Declan Anderson was a dentist and physiologist; but foremost, a scientist. He was educated at Christ’s Hospital School and Guy’s Hospital. After graduating in Dentistry in 1942, he went on to obtain a BSc in Physiology in 1946, and a PhD in 1955. During these latter studies he held clinical posts and a lectureship in Physiology at Guy’s.

He published widely and his first paper, on the temperature changes produced by drilling in teeth, was on research done as an undergraduate. He was the first person to record masticatory forces in humans during natural chewing. He did this with a miniature transducer that he skilfully engineered and incorporated into a gold inlay in a human molar. This was featured in a live broadcast from his laboratory in one of the early programmes in the BBC’s Tomorrow’s World series. But he is best known for his work on the sensory mechanisms responsible for pain from dentine, a field to which he and his students have contributed extensively.

He also made important contributions to dental education. He believed strongly that staff involved in teaching or research in dental sciences should not be based in small, isolated departments in dental schools, but in larger departments in medical schools or the science faculties of universities. This emphasis on the integration of dental and medical sciences was reflected in his Textbook of Physiology for Dental Students, published in 1952. He found support for this view in the 1960s from Arthur Darling, who was Dean of the Faculty of Medicine in Bristol at the time, and also a dentist. As a result, Bristol created lectureship posts for dentists in the departments of Anatomy, Biochemistry, Physiology and Pharmacology in the Medical School, and a chair in Oral Biology for someone to oversee these posts and integrate basic science and clinical teaching in the Dental School. Declan was appointed to that chair in 1966, and remained in the post until he retired in 1985.

The group that he formed in Bristol was very successful, and representatives from dental schools around the world came to see how the system worked. Dental students were encouraged to intercalate a BSc in a basic science during their course and continue to a PhD; and many did so. As a result, a large number of senior posts in dental research in this country and abroad have been filled by Declan’s students. At the last count, 12 of his former PhD students are professors, among them past or present heads of department, deans, and the editor of an international research journal.

Declan was great fun: he had a wonderful sense of humour and sharp wit. He always included amusing anecdotes relevant to the subject under discussion in his lectures, and they were very popular with students. He was very fond of practical jokes, which were typically carried out deviously and with great attention to detail. Sometimes the targets of his jokes sought their revenge with a joke on him in the same style. On one occasion an amplifier was delivered to his laboratory from Tektronix in the USA. It was packed in popcorn for protection, much as a piece of fragile equipment would be packed in polystyrene beads today. After unpacking the amplifier, Declan saved the box full of popcorn, put it under his desk, and would occasionally take a handful and eat it. An American student who was working in the lab at the time and who had experienced Declan’s antics, was from Portland in Oregon where Tektronix have their headquarters, and knew a secretary who worked there. He arranged for a letter to be sent to Declan with a copy of a notice that, the letter explained, had been accidentally omitted from the parcel containing the amplifier.

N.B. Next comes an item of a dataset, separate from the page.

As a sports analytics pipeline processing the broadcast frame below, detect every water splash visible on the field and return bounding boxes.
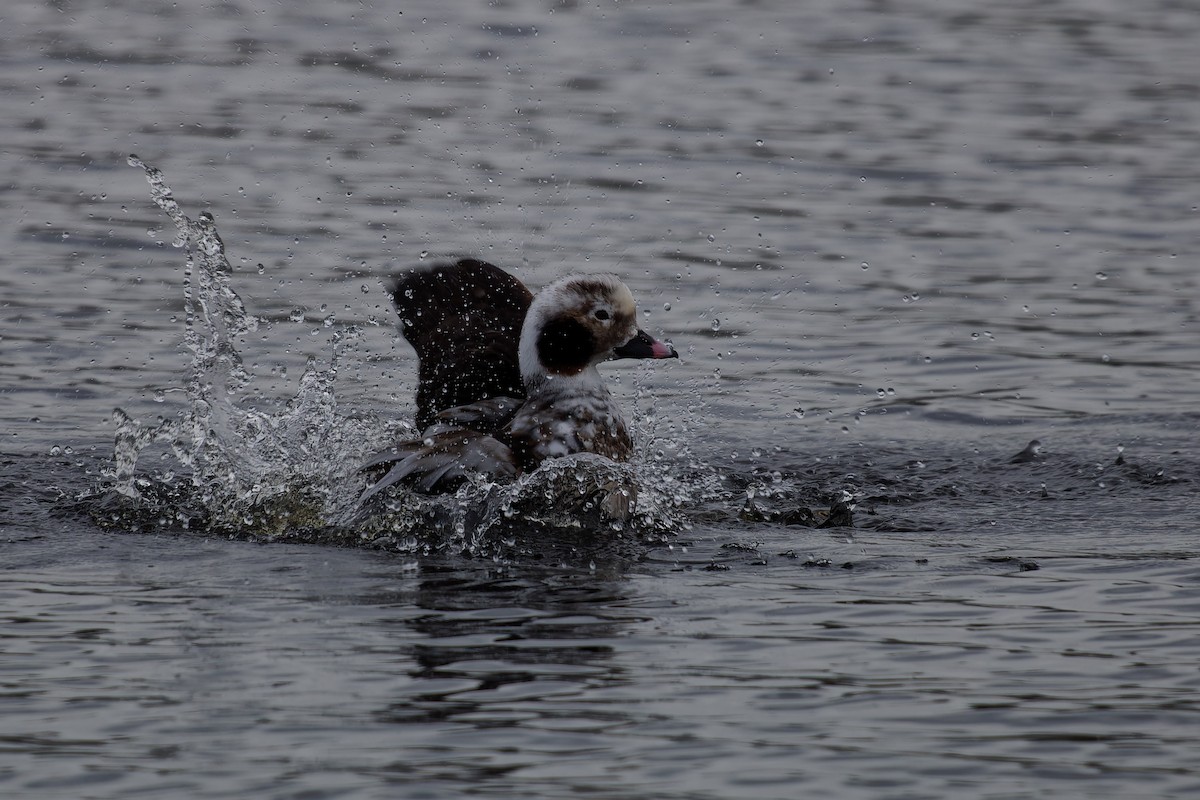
[94,156,715,554]
[97,156,388,535]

The notice warned that the popcorn had been treated with an anti-inflammatory agent that was highly toxic. When Declan opened the letter he was understandably very worried for a few moments, until the source of the letter was revealed.

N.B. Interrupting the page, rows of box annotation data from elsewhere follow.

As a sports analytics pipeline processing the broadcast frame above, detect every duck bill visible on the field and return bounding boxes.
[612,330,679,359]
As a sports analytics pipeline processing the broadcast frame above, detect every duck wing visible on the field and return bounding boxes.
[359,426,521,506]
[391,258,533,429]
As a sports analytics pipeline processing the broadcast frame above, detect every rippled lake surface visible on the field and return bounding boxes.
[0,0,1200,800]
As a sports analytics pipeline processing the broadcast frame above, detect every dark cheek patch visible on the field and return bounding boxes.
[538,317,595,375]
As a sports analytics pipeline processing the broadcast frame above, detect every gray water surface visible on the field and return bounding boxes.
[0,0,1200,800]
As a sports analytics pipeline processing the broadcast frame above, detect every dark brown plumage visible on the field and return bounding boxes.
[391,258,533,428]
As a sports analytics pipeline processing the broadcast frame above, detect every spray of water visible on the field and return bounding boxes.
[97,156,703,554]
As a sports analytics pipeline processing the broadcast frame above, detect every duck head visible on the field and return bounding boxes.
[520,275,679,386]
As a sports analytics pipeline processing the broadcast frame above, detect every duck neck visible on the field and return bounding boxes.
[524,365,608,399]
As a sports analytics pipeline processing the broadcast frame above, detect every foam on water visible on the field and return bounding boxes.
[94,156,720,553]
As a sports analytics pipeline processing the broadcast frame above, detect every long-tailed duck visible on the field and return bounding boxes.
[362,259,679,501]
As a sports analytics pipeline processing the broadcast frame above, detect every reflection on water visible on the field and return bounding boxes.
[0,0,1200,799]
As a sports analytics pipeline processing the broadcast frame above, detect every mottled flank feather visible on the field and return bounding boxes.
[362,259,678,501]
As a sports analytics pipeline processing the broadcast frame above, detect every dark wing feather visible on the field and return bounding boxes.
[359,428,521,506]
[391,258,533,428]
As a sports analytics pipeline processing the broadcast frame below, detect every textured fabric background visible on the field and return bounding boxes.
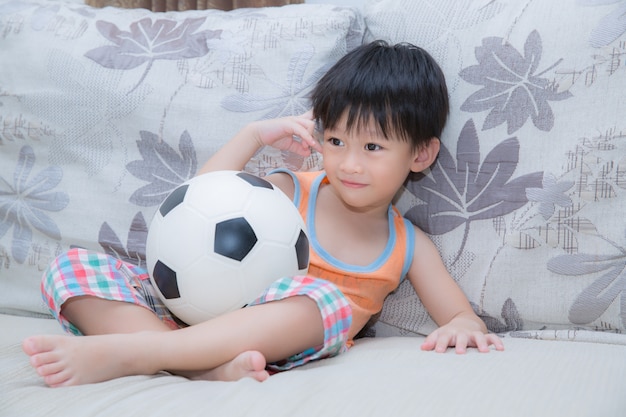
[366,0,626,334]
[0,0,364,314]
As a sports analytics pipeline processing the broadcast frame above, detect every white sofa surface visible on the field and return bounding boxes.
[0,316,626,417]
[0,0,626,417]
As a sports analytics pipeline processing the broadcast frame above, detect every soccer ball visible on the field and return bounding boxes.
[146,171,309,324]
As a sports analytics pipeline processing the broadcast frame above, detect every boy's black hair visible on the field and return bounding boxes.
[311,41,449,149]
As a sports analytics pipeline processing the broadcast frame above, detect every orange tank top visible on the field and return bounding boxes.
[274,170,415,338]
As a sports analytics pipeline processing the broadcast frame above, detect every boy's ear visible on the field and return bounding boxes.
[411,136,441,172]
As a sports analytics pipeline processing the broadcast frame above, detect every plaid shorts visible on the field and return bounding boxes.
[250,276,352,371]
[41,248,184,336]
[41,248,352,371]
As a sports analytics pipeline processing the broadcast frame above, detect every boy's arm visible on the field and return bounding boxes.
[408,228,504,353]
[198,112,321,175]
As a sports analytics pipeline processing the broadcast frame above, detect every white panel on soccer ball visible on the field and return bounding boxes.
[185,171,252,221]
[246,190,304,242]
[158,205,213,272]
[179,255,247,323]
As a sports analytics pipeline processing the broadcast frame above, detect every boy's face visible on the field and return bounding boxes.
[322,113,418,210]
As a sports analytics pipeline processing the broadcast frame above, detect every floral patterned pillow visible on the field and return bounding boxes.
[365,0,626,336]
[0,0,364,314]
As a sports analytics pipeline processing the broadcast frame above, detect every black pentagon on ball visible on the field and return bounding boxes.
[296,230,309,269]
[152,261,180,300]
[237,172,274,190]
[213,217,258,261]
[159,184,189,217]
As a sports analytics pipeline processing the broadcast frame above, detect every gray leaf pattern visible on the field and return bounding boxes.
[0,146,69,263]
[526,174,574,220]
[222,45,328,119]
[459,31,572,134]
[406,119,543,259]
[85,18,221,91]
[126,131,198,207]
[470,298,524,333]
[548,237,626,325]
[98,212,148,268]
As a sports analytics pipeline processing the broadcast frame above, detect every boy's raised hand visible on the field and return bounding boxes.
[251,111,322,156]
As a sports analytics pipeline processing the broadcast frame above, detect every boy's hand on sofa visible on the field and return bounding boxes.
[421,317,504,353]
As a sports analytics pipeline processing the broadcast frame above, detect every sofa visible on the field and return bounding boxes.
[0,0,626,417]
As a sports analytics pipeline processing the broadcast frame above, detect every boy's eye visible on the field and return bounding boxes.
[328,138,343,146]
[365,143,382,151]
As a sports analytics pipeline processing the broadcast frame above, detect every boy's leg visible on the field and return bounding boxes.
[61,295,171,335]
[23,296,324,386]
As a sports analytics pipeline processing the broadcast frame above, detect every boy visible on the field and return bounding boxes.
[23,42,503,386]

Declan was an accomplished silversmith, and was commissioned to make many pieces as gifts or presentations for individuals and organisations; all with his DJA hallmark, of which he was very proud. He wrote two books on silversmithing. Further details of his work as a silversmith can be found in a Stanford University news item and (with photographs) on the Bristol Dental Alumni Association web pages.

His wife, Joy, predeceased him, as did two of their seven children.